Fig. 2 – Ricostruzione di un villaggio dell’Età del Bronzo del Khawlān al-Tiyāl.
Fig. 3 – Strumenti del Neolitico rinvenuti nei siti dell’altopiano e nel deserto del Ramlat al-Sabʻatayn.
Fig. 4 – Ricognizione nei siti neolitici nel deserto
del Ramlat a-Sabʻatayn (1985).

Nel frattempo (1981, 1983), le esplorazioni avevano rivelato anche l’esistenza di numerosi giacimenti archeologici pre-ceramici, ascrivibili sia al Neolitico che al Paleolitico (Fig. 3), sia nell’altopiano (al-A‘rush, al-Hadā, Wādī ath-Thayyilah, Jabal Qutrān), sia nella Tihāmah (al-Shūmah), sia nel deserto del Ramlat as-Sab‘atayn (Fig. 4). Le culture antiche dello Yemen, quindi, aumentavano in antichità e in quantità. L’Organizzazione Generale delle Antichità, Manostritti e Musei, che allora era relativamente giovane e non sufficientemente adeguata a gestire il proprio patrimonio archeologico, chiese l’assistenza italiana per la creazione di nuovi quadri specializzati.
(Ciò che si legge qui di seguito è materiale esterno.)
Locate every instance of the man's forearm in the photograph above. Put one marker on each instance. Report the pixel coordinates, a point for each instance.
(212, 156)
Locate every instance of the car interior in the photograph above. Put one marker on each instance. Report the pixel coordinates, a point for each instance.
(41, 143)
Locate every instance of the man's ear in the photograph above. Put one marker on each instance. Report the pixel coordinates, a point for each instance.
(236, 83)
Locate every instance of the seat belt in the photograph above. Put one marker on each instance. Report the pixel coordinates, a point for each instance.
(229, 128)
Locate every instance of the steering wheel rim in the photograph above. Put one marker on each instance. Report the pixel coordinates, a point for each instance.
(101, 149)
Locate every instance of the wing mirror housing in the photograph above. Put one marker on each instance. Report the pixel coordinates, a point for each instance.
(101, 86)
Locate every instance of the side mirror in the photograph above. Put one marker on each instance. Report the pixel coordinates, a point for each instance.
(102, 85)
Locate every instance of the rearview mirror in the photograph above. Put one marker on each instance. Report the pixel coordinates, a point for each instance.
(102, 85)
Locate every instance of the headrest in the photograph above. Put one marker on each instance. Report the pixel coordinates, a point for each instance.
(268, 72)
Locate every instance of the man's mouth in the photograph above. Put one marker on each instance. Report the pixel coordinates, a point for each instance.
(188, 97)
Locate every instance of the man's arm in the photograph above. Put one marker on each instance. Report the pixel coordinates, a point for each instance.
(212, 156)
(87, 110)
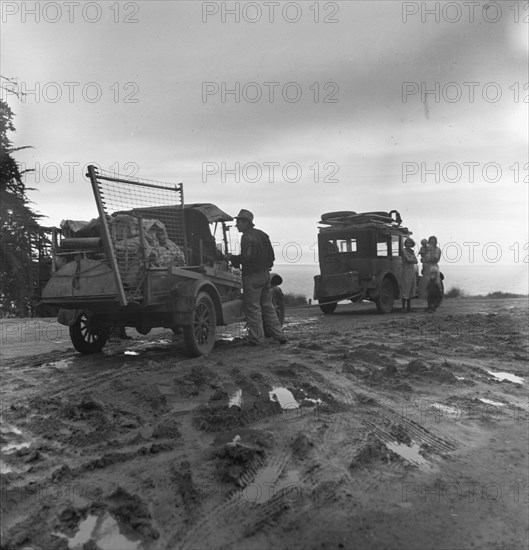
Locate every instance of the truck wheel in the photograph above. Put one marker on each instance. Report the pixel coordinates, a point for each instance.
(86, 337)
(199, 336)
(386, 297)
(328, 308)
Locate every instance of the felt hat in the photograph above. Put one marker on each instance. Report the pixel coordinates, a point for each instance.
(245, 215)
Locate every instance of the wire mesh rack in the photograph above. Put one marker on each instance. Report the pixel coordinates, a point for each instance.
(143, 225)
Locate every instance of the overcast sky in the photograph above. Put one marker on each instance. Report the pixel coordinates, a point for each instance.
(338, 109)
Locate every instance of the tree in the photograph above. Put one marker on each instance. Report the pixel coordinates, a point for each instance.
(18, 227)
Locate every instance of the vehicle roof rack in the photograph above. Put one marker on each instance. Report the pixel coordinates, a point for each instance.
(391, 218)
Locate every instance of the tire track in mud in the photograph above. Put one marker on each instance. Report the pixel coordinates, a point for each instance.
(241, 515)
(437, 443)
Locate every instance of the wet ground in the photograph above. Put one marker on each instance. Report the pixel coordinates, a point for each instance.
(364, 431)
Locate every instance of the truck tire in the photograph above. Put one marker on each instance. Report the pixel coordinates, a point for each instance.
(386, 296)
(86, 337)
(199, 336)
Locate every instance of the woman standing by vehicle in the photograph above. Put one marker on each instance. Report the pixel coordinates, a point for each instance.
(430, 259)
(409, 279)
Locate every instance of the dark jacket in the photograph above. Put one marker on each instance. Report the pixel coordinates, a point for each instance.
(256, 255)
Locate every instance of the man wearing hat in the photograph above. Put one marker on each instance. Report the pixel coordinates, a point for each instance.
(256, 259)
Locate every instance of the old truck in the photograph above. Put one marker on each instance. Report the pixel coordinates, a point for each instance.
(360, 258)
(148, 260)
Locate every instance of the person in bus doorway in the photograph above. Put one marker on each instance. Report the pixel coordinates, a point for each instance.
(256, 259)
(429, 260)
(409, 279)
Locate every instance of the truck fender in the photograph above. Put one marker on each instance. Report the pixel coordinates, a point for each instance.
(68, 317)
(191, 289)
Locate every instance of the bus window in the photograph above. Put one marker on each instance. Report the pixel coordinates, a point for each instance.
(382, 245)
(395, 245)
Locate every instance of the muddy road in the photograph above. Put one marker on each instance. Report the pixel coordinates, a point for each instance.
(403, 431)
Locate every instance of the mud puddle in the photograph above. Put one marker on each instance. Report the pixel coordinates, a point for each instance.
(105, 532)
(284, 397)
(507, 376)
(410, 453)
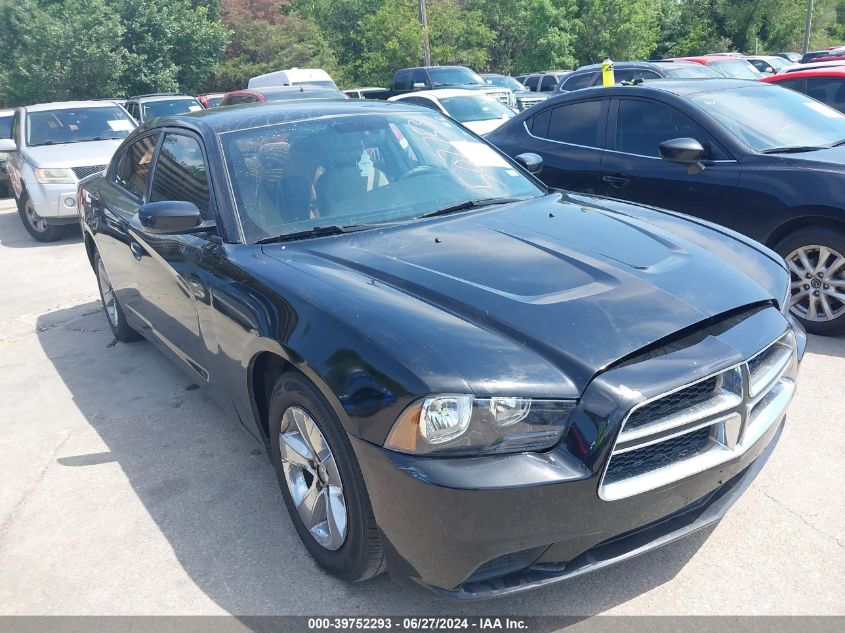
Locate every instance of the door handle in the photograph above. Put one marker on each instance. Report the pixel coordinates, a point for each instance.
(617, 181)
(137, 250)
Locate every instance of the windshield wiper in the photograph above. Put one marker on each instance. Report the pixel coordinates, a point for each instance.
(314, 231)
(794, 150)
(469, 204)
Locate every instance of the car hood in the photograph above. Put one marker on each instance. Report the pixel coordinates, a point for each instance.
(72, 154)
(541, 294)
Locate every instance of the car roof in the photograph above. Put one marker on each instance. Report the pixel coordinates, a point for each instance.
(441, 93)
(829, 71)
(237, 117)
(66, 105)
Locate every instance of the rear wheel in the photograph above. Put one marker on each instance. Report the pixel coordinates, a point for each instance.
(816, 259)
(321, 482)
(114, 312)
(35, 224)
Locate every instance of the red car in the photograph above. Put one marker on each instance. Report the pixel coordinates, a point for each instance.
(727, 65)
(281, 93)
(211, 99)
(822, 84)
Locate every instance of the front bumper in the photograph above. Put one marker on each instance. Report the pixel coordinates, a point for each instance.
(471, 528)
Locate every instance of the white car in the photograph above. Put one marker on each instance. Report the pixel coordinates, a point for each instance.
(477, 111)
(53, 147)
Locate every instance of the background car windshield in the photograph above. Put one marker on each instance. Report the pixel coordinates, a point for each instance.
(6, 126)
(472, 108)
(77, 125)
(736, 69)
(506, 82)
(792, 119)
(360, 169)
(166, 107)
(691, 72)
(444, 76)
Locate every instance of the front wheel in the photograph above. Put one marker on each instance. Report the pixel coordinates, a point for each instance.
(321, 482)
(816, 259)
(37, 226)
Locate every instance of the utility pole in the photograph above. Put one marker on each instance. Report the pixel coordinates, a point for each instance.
(426, 46)
(808, 25)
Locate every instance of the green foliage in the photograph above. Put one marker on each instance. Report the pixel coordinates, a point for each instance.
(258, 47)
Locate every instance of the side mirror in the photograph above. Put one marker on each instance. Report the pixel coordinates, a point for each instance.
(532, 162)
(172, 217)
(686, 151)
Fu così che, nel 1983, la Missione divenne l’organo esecutivo, per conto dell’Istituto per il Medio ed Estremo Oriente (IsMEO) di Roma, presieduto dal prof. Gherardo Gnoli, di un programma di formazione archeologica nello Yemen finanziato dalla Direzione Generale per la Cooperazione allo Sviluppo del Ministero degli Affari Esteri. Il lavoro di cooperazione proseguì senza soste fino al 1987 e poi, con due altre convenzioni, dal 1989 al 1992.

All’impegno della ricerca, quindi, si aggiunse per noi il compito della formazione. Questo però non fece che aumentare l’entusiasmo nel nostro lavoro. La collaborazione con gli amici yemeniti divenne ancor più franca e fraterna. Le scoperte continuarono ad arrivare, corroborate dal duplice valore dell’apporto scientifico e del contributo didattico.